I convinced my parents to extend our trip to stay more time around MIT. We went sightseeing in Boston and in MIT but it wasn’t enough for me! I wanted to look inside this place that was so magical to me, and I especially wanted to talk with the engineers that build and program robots! Maybe I would see that same robot that I found when I was 11 years old!

The early stages of Duckietown at MIT

 

I left my parents visiting the rest of Boston and I started to go alone around the MIT departments, trying to open every door that I found in front of me.

While I was walking, I was looking through the laboratories windows and my attention was caught by an empty room -I mean with no humans inside 😀 ! – full of duckies and with a sort of track for cars on the floor.

What was this room about? What was the purpose of these duckies?
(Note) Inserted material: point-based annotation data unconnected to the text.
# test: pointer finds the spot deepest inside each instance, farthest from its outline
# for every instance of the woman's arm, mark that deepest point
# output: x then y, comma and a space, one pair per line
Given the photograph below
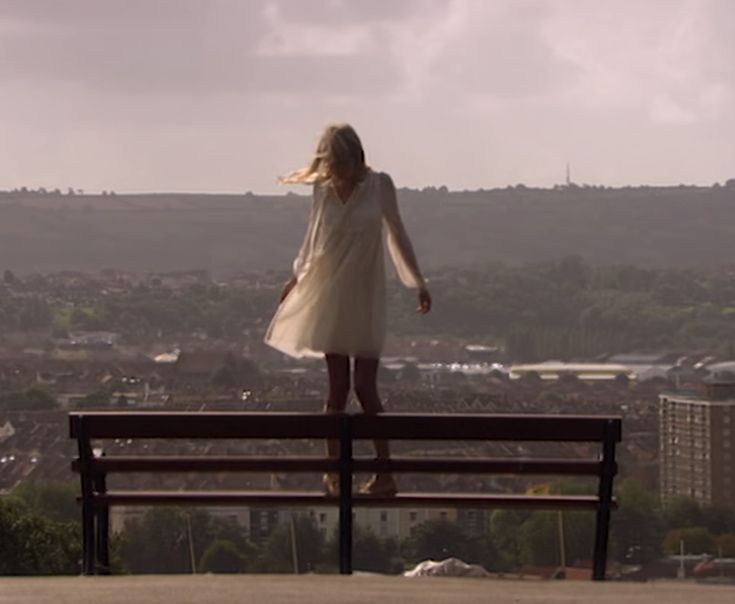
303, 256
399, 244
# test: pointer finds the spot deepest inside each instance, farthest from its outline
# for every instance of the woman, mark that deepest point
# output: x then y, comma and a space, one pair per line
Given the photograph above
334, 304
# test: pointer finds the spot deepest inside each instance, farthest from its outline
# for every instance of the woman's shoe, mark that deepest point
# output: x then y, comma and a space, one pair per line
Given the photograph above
380, 485
331, 485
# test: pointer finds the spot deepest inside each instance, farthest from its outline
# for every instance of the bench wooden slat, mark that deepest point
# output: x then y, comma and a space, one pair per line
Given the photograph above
397, 426
434, 465
159, 463
210, 424
316, 499
406, 426
482, 465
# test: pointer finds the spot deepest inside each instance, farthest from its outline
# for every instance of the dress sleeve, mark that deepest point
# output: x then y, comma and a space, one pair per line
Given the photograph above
399, 245
301, 261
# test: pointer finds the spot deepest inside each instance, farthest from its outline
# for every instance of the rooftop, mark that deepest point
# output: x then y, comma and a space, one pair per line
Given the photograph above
334, 589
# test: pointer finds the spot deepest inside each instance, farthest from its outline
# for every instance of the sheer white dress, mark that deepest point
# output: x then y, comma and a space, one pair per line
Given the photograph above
338, 304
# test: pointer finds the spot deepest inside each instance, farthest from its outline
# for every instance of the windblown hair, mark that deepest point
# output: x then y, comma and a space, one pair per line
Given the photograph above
339, 151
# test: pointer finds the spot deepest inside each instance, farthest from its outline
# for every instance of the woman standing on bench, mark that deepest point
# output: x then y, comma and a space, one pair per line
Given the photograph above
334, 305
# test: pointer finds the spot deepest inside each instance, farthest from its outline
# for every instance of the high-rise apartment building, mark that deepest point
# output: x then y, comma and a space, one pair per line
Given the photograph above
697, 442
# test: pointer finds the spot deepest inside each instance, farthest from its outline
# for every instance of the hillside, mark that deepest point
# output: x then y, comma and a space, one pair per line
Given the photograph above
650, 226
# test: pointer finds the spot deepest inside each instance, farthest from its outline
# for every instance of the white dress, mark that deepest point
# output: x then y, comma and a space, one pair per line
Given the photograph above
338, 304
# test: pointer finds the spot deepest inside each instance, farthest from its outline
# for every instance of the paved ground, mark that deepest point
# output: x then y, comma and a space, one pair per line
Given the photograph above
333, 589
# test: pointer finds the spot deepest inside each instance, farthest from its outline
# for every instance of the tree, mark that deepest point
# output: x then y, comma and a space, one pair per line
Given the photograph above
221, 556
636, 531
54, 500
369, 552
33, 544
277, 553
163, 539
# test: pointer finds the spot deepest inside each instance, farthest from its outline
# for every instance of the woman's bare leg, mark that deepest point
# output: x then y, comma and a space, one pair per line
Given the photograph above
338, 368
366, 388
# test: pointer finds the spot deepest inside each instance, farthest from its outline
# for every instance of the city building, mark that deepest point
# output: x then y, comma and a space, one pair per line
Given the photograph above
697, 441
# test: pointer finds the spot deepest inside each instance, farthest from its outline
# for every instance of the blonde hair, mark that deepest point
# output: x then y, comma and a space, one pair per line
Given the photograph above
339, 150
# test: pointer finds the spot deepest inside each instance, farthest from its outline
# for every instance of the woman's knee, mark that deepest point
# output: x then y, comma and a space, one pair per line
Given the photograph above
337, 400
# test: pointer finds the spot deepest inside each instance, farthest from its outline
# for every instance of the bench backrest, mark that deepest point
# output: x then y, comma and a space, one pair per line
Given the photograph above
396, 426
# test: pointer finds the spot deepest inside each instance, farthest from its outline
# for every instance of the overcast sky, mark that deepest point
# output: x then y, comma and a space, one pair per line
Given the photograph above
225, 95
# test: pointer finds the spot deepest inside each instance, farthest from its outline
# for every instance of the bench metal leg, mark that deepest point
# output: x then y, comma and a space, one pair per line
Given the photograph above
88, 528
103, 529
345, 496
602, 528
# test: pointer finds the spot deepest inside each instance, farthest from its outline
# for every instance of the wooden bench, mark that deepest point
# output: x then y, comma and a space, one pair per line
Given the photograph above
94, 467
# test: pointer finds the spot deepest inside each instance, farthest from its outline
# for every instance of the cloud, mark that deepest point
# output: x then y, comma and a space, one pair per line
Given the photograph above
226, 94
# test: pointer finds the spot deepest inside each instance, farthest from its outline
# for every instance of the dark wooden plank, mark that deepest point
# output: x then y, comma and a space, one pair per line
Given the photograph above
574, 428
313, 498
447, 465
112, 424
164, 424
486, 465
210, 464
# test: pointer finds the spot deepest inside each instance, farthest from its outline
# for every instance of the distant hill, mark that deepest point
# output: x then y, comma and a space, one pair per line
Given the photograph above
653, 226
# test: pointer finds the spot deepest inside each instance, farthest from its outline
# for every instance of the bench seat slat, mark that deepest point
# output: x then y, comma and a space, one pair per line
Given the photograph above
151, 463
314, 498
449, 465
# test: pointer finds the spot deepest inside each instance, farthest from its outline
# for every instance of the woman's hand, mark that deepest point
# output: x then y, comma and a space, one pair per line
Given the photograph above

I was very, very curious about it and had many questions, but there was no one in the lab!

Obviously I never give up, I absolutely believe that nothing is impossible so, every day, until my departure to the next leg of our trip, I continued to go around MIT passing in front of THAT lab hoping to find someone in it.

Finally one day I saw some people inside the lab doing something. I was really excited! I watched them from the window. I absolutely wanted to know what they were doing –  one of them was soldering, another one was using duct tape. Suddenly they saw me and they invited into the lab! What an astonishment for me!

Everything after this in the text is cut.